Both the geometry of reason and information theory are well-established and highly integrated theories, with many interesting results and various ways in which they have intuitive appeal. The geometry of reason has in its favour that it makes use of our geometric intuition as well as the substantial mathematical apparatus that comes along with it. In a table in Section 2.1 I have summarized, however, that the geometry of reason fails several plausible requirements (information, locality, littoral compression), and uniquely fulfills only implausible requirements (geometry, symmetry).
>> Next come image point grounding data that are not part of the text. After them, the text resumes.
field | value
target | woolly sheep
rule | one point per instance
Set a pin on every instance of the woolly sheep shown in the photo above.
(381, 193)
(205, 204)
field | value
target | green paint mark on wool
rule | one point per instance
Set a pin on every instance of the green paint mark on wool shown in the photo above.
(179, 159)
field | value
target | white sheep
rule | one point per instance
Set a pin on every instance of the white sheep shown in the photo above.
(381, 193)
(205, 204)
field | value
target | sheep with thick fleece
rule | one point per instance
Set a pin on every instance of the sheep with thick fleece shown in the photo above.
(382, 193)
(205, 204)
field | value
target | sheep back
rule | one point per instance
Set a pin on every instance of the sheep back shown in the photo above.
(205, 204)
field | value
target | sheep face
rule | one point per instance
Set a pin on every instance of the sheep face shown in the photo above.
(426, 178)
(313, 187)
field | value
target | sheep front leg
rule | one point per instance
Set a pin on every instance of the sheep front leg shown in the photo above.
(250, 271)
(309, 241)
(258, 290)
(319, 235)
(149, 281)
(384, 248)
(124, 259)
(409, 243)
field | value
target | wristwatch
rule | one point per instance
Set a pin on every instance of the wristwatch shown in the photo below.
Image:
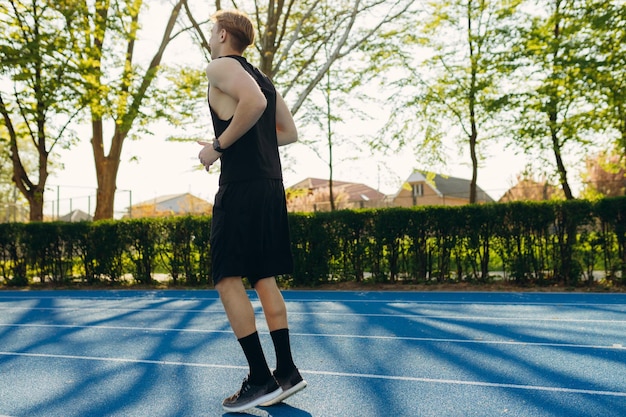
(217, 147)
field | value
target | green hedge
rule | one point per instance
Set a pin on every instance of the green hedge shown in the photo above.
(543, 243)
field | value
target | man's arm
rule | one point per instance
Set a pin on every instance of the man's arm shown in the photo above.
(286, 131)
(228, 76)
(232, 81)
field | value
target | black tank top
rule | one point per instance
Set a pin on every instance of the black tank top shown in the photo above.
(255, 154)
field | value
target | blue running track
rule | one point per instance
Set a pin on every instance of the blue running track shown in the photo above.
(172, 353)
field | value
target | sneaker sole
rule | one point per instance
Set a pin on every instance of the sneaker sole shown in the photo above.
(265, 398)
(286, 394)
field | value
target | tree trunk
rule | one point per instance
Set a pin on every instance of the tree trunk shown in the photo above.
(107, 167)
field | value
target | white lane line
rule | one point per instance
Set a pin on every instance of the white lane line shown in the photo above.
(329, 373)
(614, 346)
(399, 301)
(324, 313)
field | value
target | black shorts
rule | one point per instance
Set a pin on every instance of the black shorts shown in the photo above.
(250, 231)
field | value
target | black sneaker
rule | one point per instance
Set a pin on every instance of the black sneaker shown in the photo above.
(250, 396)
(290, 384)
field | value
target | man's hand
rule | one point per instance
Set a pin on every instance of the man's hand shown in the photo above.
(208, 155)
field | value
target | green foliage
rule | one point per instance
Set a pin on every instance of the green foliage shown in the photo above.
(545, 243)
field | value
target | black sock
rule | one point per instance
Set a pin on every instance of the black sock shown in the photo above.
(259, 371)
(284, 360)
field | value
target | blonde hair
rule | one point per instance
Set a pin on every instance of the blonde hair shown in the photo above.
(238, 25)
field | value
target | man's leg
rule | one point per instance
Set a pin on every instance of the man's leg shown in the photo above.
(260, 386)
(241, 317)
(275, 312)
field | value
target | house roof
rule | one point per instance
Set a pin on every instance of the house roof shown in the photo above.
(355, 191)
(176, 203)
(76, 216)
(449, 186)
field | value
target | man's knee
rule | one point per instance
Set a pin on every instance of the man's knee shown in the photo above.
(229, 285)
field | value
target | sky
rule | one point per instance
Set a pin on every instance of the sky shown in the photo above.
(152, 167)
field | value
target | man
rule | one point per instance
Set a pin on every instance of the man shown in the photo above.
(249, 230)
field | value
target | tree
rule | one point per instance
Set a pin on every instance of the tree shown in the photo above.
(556, 110)
(115, 88)
(37, 111)
(605, 176)
(300, 41)
(605, 36)
(459, 84)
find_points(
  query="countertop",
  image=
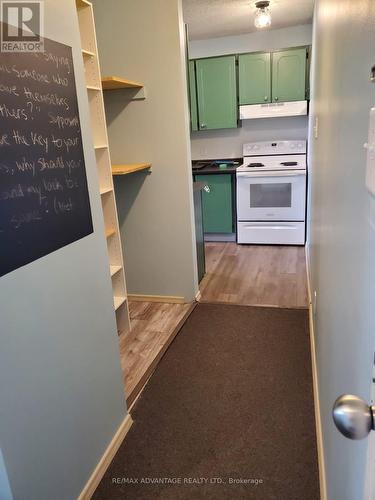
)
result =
(213, 169)
(198, 186)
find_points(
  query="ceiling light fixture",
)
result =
(263, 15)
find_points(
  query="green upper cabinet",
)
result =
(255, 78)
(289, 75)
(193, 97)
(217, 92)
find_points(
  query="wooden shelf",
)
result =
(106, 190)
(88, 53)
(83, 3)
(115, 269)
(129, 169)
(115, 83)
(110, 232)
(118, 301)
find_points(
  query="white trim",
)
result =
(318, 421)
(106, 459)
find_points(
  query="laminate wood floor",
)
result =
(153, 327)
(255, 275)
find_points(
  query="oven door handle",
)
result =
(272, 174)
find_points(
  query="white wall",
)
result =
(228, 143)
(341, 228)
(252, 42)
(155, 210)
(61, 391)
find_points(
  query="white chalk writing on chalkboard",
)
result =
(44, 201)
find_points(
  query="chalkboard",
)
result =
(44, 200)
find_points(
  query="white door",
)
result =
(271, 196)
(370, 470)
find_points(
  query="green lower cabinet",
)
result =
(193, 97)
(254, 78)
(217, 92)
(289, 75)
(217, 203)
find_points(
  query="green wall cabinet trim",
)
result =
(217, 204)
(217, 92)
(289, 75)
(255, 78)
(193, 97)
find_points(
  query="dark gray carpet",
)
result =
(231, 400)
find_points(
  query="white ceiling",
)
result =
(214, 18)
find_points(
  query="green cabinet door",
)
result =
(217, 203)
(255, 78)
(289, 75)
(217, 92)
(193, 97)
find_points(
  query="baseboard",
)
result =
(106, 459)
(318, 420)
(156, 298)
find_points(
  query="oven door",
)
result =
(272, 195)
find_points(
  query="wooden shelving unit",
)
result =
(103, 162)
(116, 83)
(129, 169)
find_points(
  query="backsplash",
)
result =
(227, 143)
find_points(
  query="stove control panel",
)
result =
(267, 148)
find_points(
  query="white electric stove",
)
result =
(271, 193)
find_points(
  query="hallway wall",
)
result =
(342, 225)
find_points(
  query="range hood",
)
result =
(273, 109)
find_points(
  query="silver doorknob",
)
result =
(353, 417)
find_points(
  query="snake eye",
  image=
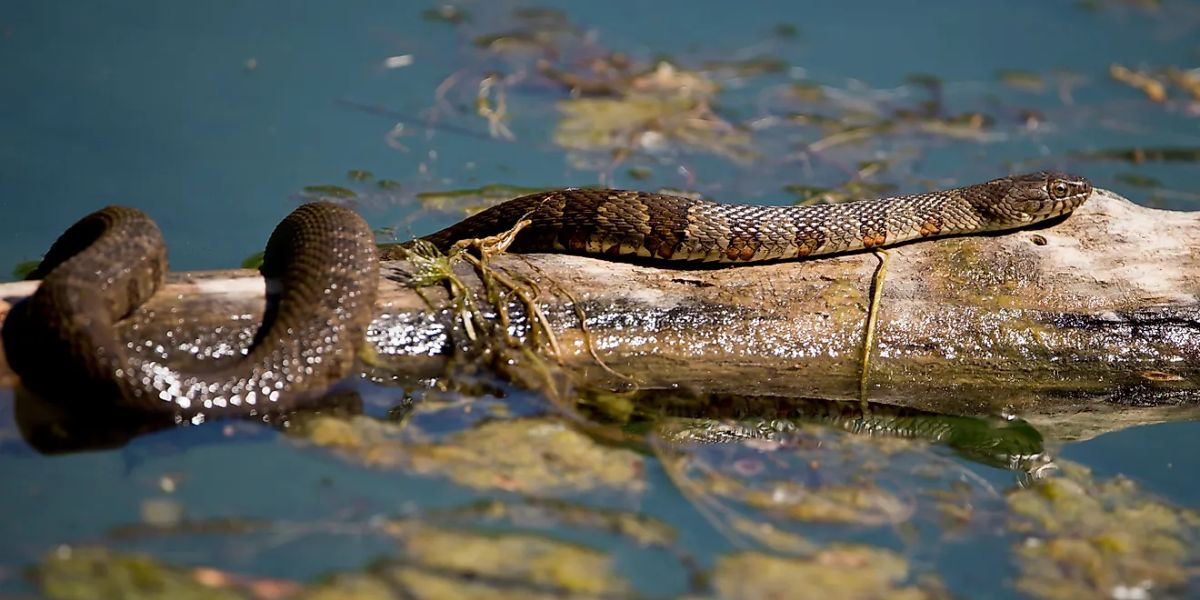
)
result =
(1059, 190)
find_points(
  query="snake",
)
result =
(63, 342)
(322, 257)
(675, 228)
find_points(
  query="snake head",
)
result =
(1041, 196)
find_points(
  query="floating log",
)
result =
(1084, 317)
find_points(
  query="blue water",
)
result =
(213, 117)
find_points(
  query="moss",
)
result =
(533, 456)
(840, 571)
(89, 573)
(1086, 538)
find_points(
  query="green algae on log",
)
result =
(1098, 311)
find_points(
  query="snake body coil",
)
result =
(63, 341)
(658, 227)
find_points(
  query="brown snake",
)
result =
(63, 341)
(621, 223)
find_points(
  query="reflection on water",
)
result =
(216, 124)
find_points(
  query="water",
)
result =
(214, 117)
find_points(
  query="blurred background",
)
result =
(217, 118)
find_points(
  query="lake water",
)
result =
(217, 118)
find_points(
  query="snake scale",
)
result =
(63, 342)
(621, 223)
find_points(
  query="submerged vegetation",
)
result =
(562, 496)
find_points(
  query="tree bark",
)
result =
(1090, 313)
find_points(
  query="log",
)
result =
(1083, 317)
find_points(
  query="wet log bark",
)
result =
(1099, 310)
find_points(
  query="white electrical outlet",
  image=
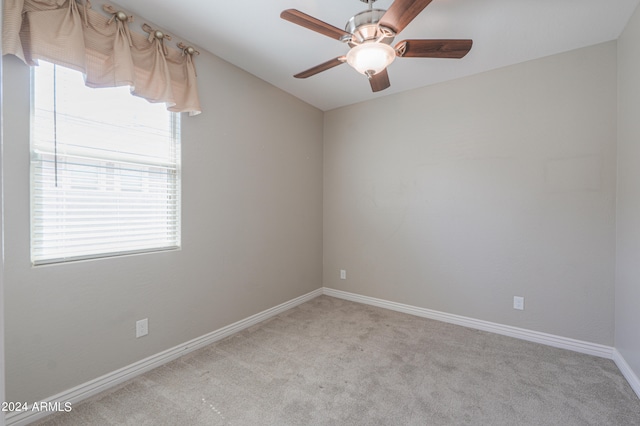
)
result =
(518, 303)
(142, 327)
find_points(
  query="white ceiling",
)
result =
(251, 35)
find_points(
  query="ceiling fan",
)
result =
(370, 34)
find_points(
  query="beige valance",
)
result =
(101, 45)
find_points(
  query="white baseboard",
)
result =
(93, 387)
(627, 372)
(506, 330)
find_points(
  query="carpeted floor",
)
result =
(334, 362)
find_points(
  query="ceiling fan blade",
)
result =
(322, 67)
(454, 49)
(304, 20)
(401, 12)
(379, 81)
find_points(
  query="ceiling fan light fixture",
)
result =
(370, 58)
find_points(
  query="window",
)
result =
(105, 171)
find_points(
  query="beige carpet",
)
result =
(333, 362)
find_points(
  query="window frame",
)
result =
(175, 126)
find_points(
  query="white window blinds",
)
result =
(105, 171)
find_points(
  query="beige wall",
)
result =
(458, 196)
(628, 202)
(251, 239)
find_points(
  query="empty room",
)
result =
(411, 212)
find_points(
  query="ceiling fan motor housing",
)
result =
(364, 27)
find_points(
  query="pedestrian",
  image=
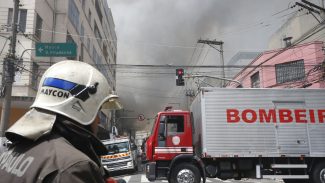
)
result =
(54, 141)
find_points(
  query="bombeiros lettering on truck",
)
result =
(276, 116)
(241, 133)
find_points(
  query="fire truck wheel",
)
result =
(318, 173)
(185, 173)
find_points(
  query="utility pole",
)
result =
(220, 43)
(8, 73)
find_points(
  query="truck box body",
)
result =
(259, 122)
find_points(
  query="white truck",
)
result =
(241, 133)
(122, 155)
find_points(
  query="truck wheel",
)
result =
(185, 173)
(318, 174)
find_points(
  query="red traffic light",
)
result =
(179, 72)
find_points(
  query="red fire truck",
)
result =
(241, 133)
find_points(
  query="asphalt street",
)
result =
(140, 177)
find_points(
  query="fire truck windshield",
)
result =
(117, 148)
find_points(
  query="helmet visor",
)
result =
(112, 103)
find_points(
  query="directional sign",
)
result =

A requirement that Pettigrew lists in favour of the geometry of reason, univocal dominance, is fulfilled via symmetry, but information theory also fulfills it via locality, and the requirement itself is suspect (see Section 5.2). Information theory also gives us the entropy function we have come to expect on the basis of Shannon’s analysis of entropy in Shannon (1948). It fulfills Shannon’s axioms, while the entropy function associated with the geometry of reason fails them. The work, however, is not complete. Information theory saddles us with a divergence function, the Kullback-Leibler divergence, which in the coordinated framework is excessively ill-behaved.

More promising is the use of differential geometry in the formal theory of partial beliefs. This paper primarily shows that entrenching partial beliefs as parametrized by probabilities pi, i = 1, … , n is a dead-end road. The geometry of reason is dedicated to this entrenchment on principle. Information theory can hopefully escape it. There are many other parameters that uniquely identify probability distributions, for example

$$ \left( \ln\frac{p_{1}}{p_{n}},{\ldots},\ln\frac{p_{n-1}}{p_{n}}\right)^{\intercal}. $$
(38)

Once a categorical distribution (corresponding to finite outcome spaces) is parametrized this way, it joins the legion of other distributions in the exponential family (normal, exponential, gamma, chi-squared, beta, Dirichlet, Bernoulli, Poisson, Wishart, inverse Wishart, geometric) and partakes in substantial results for these distributions. The geometry of reason prevents us from pursuing these fruitful abstractions by tying us to our geometric intuitions. What the abstractions make possible, perhaps by generalizing information theory, is a question for which I eagerly await answers.